A review by todd_bissell
Splinter of the Mind's Eye by Alan Dean Foster

1.0

This is the weird bastard child book of the original Star Wars, that dates back to a time when "The Empire Strikes Back" was just a gleam in George Lucas' eye (his mind's eye, get it?). Okay, I'll stop there. No more puns: onto the task at hand.

As this was written in a existential vacuum, separate from the original trilogy, the Star Wars Expanded Universe storyline(s), and pretty much everything else Star Wars adjacent..., it stands to reason that nothing here is or was even considered to be canon. For the sake of the series, that's a good thing. But even in a bubble, separate from everything else Star Wars related, this is not a good book.

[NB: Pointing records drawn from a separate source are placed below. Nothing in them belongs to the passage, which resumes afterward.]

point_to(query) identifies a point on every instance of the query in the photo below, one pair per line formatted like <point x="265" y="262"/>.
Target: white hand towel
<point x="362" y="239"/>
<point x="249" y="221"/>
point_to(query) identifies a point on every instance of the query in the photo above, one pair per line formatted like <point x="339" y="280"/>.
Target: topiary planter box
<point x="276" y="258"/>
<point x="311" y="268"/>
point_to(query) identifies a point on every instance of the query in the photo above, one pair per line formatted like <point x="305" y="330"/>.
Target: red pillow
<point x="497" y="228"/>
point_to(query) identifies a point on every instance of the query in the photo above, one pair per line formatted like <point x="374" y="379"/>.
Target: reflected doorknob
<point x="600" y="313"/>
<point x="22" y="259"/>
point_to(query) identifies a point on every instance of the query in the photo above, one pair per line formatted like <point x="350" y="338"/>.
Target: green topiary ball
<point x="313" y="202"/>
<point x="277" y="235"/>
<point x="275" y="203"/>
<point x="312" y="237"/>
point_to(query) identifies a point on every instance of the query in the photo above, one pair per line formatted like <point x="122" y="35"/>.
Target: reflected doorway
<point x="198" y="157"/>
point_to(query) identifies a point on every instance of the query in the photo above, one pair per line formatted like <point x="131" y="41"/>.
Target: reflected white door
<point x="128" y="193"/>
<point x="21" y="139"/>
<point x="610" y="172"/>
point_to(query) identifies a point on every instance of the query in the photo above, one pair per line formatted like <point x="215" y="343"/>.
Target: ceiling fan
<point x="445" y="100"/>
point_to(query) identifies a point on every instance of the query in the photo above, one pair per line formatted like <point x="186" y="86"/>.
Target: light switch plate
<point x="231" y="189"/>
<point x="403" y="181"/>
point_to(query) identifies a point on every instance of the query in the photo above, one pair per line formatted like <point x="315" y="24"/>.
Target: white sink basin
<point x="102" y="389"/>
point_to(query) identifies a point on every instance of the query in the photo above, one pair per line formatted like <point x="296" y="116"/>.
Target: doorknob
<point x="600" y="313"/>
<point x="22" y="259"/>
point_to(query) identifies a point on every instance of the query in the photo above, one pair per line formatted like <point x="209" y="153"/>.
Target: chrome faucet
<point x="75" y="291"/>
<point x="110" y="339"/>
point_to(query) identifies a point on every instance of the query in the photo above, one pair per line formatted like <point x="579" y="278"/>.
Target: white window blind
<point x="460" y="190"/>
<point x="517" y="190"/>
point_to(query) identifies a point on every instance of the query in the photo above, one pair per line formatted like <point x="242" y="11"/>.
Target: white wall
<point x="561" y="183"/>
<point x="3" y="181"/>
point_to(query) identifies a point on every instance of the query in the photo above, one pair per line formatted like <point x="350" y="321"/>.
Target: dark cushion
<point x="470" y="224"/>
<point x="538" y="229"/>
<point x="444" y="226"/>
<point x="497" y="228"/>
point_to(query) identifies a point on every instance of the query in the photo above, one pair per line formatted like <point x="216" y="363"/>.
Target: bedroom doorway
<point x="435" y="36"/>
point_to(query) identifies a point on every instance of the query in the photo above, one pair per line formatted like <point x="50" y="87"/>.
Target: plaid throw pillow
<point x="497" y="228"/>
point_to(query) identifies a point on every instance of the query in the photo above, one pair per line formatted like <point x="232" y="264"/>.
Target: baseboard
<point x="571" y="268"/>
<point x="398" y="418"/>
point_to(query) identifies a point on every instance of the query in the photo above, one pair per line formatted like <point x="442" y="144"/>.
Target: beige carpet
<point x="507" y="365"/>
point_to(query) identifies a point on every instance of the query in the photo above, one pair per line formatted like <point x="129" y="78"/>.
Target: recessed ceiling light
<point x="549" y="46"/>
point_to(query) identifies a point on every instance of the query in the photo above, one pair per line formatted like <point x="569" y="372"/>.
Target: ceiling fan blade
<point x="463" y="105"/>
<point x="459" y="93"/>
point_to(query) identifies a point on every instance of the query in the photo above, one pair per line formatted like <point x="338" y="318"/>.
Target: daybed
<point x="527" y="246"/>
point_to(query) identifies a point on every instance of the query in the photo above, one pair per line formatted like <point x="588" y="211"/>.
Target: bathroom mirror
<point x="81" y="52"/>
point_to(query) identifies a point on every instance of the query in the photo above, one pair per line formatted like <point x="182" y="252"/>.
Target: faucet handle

At various times Leia is beaten up, slapped, goes into PTSD mode recalling her torture aboard the Death Star, plus has doses of survivor guilt after Alderaan was turned into space chunks. At no time do we see her being the brassy and take-charge "Into the garbage chute flyboy!" rebel leader..., and too often we get a wilting princess/damsel-in-distress. This book does Leia's character no favors.

(Aside: Leia the pampered princess can't swim, but Luke the moisture farmer bumpkin straight off a desert world can; huh?)

Another character that gets spun in a totally non-canon manner is Darth Vader. He's entirely too verbose and cliched here. Another reviewer put it perfectly: you half expect him to twirl his evil character mustache while over-explaining his dastardly plot as he ties up Leia to the train tracks. I half expected him to exclaim "Curses! Foiled again!"

Luke is written as a horny teenager lusting after Leia (who wisely has pretty much zero interest). He's got his light saber (and little clue how to use it), but otherwise this novel could have been written without any references at all to Star Wars. "Farmboy and the Damsel in Distress crash land on a swamp world; wacky hi-jinx ensure!".

1.5 stars if seen as a throw-away stand-alone sci-fi pulp -- 1 star if you try to tie this to anything else Star Wars related. An utterly avoidable book, either way.